LITTÉRATURE: Rosalie Lessard, volcanologue

Rosalie Lessard, photo: Béatrice Vézina-Bouchard

Voir une œuvre poétique naître, grandir, se déployer, voire exploser relève du bonheur chez un lecteur. Après avoir remporté le prix Émile-Nelligan et celui de l’Académie des lettres pour L’observatoire en 2016, Rosalie Lessard confirme son regard unique avec son quatrième recueil, Les îles Phœnix. Elle témoigne de ce qu’elle voit pour reprendre le beau titre d’Élise Turcotte, rendant compte ici de la vie de femmes extraordinaires.

La mot volcan revient souvent dans la poésie de Rosalie Lessard. Et pour cause, chez cette autrice féministe, cette très belle image évoque la dormance, le refoulement et le bouillonnement, le trop-plein et l’explosion.

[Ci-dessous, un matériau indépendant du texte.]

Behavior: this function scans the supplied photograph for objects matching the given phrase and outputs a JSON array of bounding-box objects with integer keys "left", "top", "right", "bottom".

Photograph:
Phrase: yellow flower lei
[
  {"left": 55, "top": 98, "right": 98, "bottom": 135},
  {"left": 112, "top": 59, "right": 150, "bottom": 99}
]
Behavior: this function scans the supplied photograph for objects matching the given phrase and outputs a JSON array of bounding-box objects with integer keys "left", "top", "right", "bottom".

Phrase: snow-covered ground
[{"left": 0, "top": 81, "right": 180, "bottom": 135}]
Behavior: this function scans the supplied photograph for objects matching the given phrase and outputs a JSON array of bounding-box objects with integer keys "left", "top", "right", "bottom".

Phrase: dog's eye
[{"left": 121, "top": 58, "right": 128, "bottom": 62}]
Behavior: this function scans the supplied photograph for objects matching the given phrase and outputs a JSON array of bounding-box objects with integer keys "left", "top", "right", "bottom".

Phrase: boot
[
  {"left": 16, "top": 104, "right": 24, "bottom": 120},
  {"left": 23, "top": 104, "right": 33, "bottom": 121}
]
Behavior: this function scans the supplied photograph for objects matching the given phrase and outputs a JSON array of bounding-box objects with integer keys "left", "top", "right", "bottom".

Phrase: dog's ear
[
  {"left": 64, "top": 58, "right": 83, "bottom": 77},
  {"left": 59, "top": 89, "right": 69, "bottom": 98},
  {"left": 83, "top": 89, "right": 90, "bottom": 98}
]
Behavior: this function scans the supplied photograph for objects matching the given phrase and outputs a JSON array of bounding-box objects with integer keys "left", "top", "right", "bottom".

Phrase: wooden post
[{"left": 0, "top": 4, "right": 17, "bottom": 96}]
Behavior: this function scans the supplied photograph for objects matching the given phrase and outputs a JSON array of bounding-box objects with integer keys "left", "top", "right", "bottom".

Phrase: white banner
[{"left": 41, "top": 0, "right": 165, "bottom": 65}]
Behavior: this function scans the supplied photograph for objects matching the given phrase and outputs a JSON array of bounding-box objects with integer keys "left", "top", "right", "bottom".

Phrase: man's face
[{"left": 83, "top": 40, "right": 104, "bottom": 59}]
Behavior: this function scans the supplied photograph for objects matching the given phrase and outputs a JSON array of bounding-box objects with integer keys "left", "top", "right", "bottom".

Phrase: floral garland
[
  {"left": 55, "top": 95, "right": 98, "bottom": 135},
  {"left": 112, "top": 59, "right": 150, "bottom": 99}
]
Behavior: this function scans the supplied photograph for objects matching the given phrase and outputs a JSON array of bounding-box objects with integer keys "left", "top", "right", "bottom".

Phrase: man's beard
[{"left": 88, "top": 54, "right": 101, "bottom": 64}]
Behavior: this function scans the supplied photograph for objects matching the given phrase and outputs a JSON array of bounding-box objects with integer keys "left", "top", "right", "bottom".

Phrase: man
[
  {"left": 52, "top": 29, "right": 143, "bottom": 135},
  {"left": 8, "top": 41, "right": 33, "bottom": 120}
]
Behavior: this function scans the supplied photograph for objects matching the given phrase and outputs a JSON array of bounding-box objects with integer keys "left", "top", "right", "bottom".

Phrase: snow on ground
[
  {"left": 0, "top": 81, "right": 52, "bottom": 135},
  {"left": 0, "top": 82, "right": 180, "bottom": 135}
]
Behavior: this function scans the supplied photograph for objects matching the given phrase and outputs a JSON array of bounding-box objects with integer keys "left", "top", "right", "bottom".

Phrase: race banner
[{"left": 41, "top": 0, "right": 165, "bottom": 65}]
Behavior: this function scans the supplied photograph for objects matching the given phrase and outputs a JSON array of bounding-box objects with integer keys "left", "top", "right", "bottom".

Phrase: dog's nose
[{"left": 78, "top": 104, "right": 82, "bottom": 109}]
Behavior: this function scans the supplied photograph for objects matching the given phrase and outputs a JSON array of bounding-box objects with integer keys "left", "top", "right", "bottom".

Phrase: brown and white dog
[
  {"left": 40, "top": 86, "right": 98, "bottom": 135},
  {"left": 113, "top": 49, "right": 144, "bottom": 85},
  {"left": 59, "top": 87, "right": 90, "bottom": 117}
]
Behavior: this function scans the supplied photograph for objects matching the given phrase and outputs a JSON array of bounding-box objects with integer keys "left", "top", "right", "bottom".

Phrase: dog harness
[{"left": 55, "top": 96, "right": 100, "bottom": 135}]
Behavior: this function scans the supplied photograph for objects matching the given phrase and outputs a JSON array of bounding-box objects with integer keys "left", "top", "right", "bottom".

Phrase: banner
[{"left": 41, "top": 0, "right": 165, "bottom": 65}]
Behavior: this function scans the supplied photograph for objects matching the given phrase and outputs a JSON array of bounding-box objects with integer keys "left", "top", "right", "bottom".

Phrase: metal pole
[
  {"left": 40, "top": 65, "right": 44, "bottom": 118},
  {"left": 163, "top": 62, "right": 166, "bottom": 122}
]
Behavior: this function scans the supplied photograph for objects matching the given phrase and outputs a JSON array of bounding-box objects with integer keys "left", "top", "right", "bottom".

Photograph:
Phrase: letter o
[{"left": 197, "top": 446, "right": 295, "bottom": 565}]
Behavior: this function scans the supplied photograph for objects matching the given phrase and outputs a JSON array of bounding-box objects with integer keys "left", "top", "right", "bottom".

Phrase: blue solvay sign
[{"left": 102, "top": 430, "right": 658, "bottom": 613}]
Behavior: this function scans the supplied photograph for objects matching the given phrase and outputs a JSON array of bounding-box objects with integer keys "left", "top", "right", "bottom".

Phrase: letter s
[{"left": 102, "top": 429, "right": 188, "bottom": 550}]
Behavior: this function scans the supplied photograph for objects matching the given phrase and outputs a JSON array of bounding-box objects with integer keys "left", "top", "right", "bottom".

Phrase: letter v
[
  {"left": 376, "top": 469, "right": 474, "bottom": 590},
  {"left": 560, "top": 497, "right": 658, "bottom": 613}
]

« Pendant toute une partie de ma vie de lectrice, je lisais des livres de femmes et j’avais l’œil pour repérer les images de volcans. Il y en avait beaucoup. Chaque fois, je mettais dans la marge un petit « v ». Autant chez Sylvia Plath que Virginia Woolf à titre d’exemple. Ça parlait énormément à mon imaginaire. Je voulais devenir volcanologue. Ça vient de très loin cette fascination pour ces cataclysmes qui sont beaux, violents, troublants et qui peuvent être en sommeil pendant des années avant de tout secouer, brûler et faire renaître avec encore plus de force. »

Après un premier recueil publié à l’âge de 19 ans, À perte de monde (Écrits des Forges), sa suite de poèmes Petit guide des volcans d’Amérique a remporté le Prix littéraire de Radio-Canada en 2006.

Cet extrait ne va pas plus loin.